Claroty

Industrial control system cybersecurity
Last updated:
February 3, 2026
Company details
HQ
HEADCOUNT
500-999
ORG TYPE
Startup
SECTOR
Technology & Digital
About the company
Claroty builds cybersecurity software designed to protect cyber-physical systems, including industrial control and operational technology environments. The company positions the product around asset visibility, exposure management, network protection, threat detection, and secure access across the extended internet of things (XIoT). Claroty also runs a public threat research arm (Team82) and publishes practitioner content aimed at defenders. Public hiring activity shows a mix of security, engineering, and customer-facing roles across multiple regions.
Locations and presence
The company describes a hybrid workforce with offices in New York City, Tel Aviv-Yafo, London, Munich, Singapore, Seoul, and Melbourne. On LinkedIn, Claroty lists headquarters in New York, with a global employee footprint across the Americas, Europe, and Asia-Pacific.
Palpable Score
61.4
/ 100
Claroty offers real early-career entry points through student roles and internships, plus at least one explicitly entry-level security engineering role with hands-on scope.
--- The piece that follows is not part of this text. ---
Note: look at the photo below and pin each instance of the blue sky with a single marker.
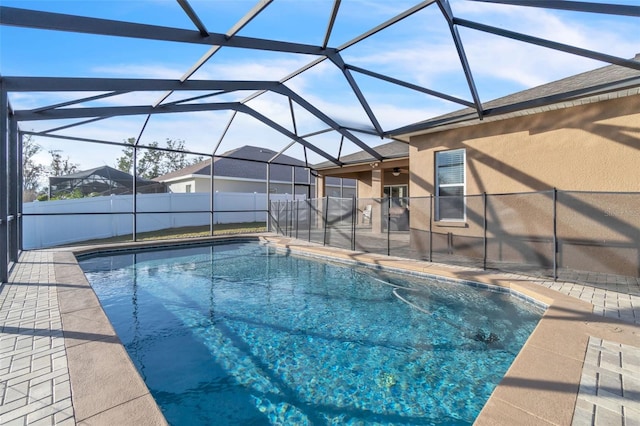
(418, 50)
The score is capped because the company’s own careers site can show no open roles, and Claroty does not publish consistent, measurable early-career outcomes like conversion rates or promotion timelines.
Pillar 1: Early-career access

Score

11.8
/ 20
  • The company has posted genuinely junior roles such as “Junior SecOps Engineer,” framed as entry-level and aimed at candidates building a cybersecurity career.
  • Claroty has also posted student and intern roles (for example a part-time backend student position and a GRC intern role), which are practical entry doors beyond “senior-only” hiring.
  • The company’s official “Open Positions” page can show no roles available under filters, which makes access inconsistent for early-career applicants who are ready to apply now.

Pillar 2: Hiring fairness and transparency

Score

12.3
/ 20
  • The company’s student and intern job descriptions spell out responsibilities and requirements clearly (including “bonus” skills and what success looks like), which helps first-time applicants self-screen.
  • Claroty’s public interview reports on Glassdoor describe multi-stage processes that often include technical assessments plus structured conversations, which can be fair when role-relevant.
  • The company also has candidate reports describing limited feedback after rejection in some cases, which is a transparency gap that matters more for juniors learning the market.

Pillar 3: Learning and support

Score

15.3
/ 20
  • The company’s internship posting explicitly promises mentorship from experienced professionals, plus exposure to tools and methodologies used in cybersecurity risk and compliance work.
  • Claroty’s junior SecOps role description is written as a learning role, including monitoring and incident response work “while learning from experienced professionals” rather than expecting fully-formed specialists.
  • The company describes recurring development mechanisms such as performance reviews, feedback sessions, and individual development planning, but Claroty does not publish a universal onboarding or leveling framework for early-career hires.

Pillar 4: Pay fairness and stability

Score

13.0
/ 20
  • The company published an hourly pay band for at least one internship role ($23–$25/hr) and described “competitive internship compensation,” which is stronger than the usual internship vagueness.
  • Claroty’s student backend role reposted on an external board listed “Salary N/A,” showing that pay visibility is not consistent across early-career postings and channels.
  • The company’s intern role was structured as 20 hours per week on a 1-year contract, which is stable in scheduling, but still less secure than a standard full-time early-career role.

Pillar 5: Early-career outcomes

Score

9.0
/ 20
  • The company has posted early-career roles across multiple years and functions (student engineer, intern, junior security), which suggests repeat entry-level hiring activity rather than a one-off cohort.
  • Claroty shows some early-career progression patterns in aggregated employee histories on LinkedIn, but Claroty does not publish promotion rates, intern conversion rates, or junior retention figures.
  • The company has a meaningful volume of public review and interview feedback, but most of it is not segmented into “intern/new grad outcomes,” which limits confidence about early-career trajectories.